Another criticism of Silent Vigil was directed towards its lack of thematic coherency, as there seemingly was no connection between the assassination of Dr. King and the strike by the employees.

The Silent Vigil received praise for its nonviolent approach, which was quite different from contemporary riots at the University of California Berkeley or Columbia University. The difference in protest style was largely correlated to geographical factors, as Berkeley and Columbia were in the more liberal regions of the West and North, respectively, while Duke was in the South. Southern Student Organizing Committee (SSOC) organizer Sue Thrasher pointed out, "People [in the South] knew they didn't have the numbers.
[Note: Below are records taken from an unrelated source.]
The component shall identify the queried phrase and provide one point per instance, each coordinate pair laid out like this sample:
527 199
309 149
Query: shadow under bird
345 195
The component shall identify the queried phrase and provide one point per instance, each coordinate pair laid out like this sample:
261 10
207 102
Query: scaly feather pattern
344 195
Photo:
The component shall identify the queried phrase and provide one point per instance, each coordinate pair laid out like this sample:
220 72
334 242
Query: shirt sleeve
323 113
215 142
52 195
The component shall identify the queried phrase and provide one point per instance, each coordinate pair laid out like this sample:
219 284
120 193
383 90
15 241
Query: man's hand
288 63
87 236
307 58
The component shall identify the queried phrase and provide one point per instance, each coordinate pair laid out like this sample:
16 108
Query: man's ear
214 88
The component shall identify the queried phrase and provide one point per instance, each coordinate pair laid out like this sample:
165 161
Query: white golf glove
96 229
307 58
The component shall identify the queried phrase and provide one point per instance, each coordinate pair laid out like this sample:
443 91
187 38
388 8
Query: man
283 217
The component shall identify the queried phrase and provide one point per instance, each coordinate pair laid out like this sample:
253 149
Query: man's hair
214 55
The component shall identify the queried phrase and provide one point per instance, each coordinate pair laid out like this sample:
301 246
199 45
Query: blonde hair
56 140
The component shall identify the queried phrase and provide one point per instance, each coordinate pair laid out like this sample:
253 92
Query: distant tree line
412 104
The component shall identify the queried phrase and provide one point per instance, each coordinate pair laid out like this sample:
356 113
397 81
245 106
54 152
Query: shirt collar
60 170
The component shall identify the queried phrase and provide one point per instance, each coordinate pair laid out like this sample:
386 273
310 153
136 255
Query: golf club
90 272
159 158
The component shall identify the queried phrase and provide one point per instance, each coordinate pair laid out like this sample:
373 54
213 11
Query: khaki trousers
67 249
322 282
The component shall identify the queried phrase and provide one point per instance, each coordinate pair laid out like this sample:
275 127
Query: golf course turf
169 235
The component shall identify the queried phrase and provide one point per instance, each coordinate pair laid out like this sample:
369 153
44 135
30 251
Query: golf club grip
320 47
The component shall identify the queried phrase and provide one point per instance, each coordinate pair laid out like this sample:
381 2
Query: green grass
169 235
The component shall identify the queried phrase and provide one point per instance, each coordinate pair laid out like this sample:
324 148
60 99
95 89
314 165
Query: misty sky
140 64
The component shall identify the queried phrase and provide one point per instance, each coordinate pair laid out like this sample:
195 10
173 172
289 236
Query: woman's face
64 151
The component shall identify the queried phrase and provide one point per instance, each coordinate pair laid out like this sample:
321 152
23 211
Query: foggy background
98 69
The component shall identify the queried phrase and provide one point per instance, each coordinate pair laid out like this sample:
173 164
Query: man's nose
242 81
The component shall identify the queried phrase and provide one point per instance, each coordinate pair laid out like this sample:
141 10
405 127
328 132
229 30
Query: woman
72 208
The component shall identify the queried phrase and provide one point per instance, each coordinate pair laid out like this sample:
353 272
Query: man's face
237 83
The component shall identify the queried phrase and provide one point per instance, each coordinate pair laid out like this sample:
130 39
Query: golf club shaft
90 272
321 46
On southern campuses [in the mid-1960s] people were well aware that they were a minority…speaking out. And so your tactics had to be a little bit more moderated. And so you had to think about safety and sustaining yourself over time." William Griffith, the assistant to the provost for student affairs at the time of the demonstration, noted, "it's a lot easier to do physical violence to something because you're responding to your emotions and you get immediate gratification. And [the Silent Vigil] was slow gratification, and it took discipline to do that. I have a great deal of respect for the leadership that made it happen that way. It really was special to Duke and to higher education; nothing like it happened anywhere else in the country."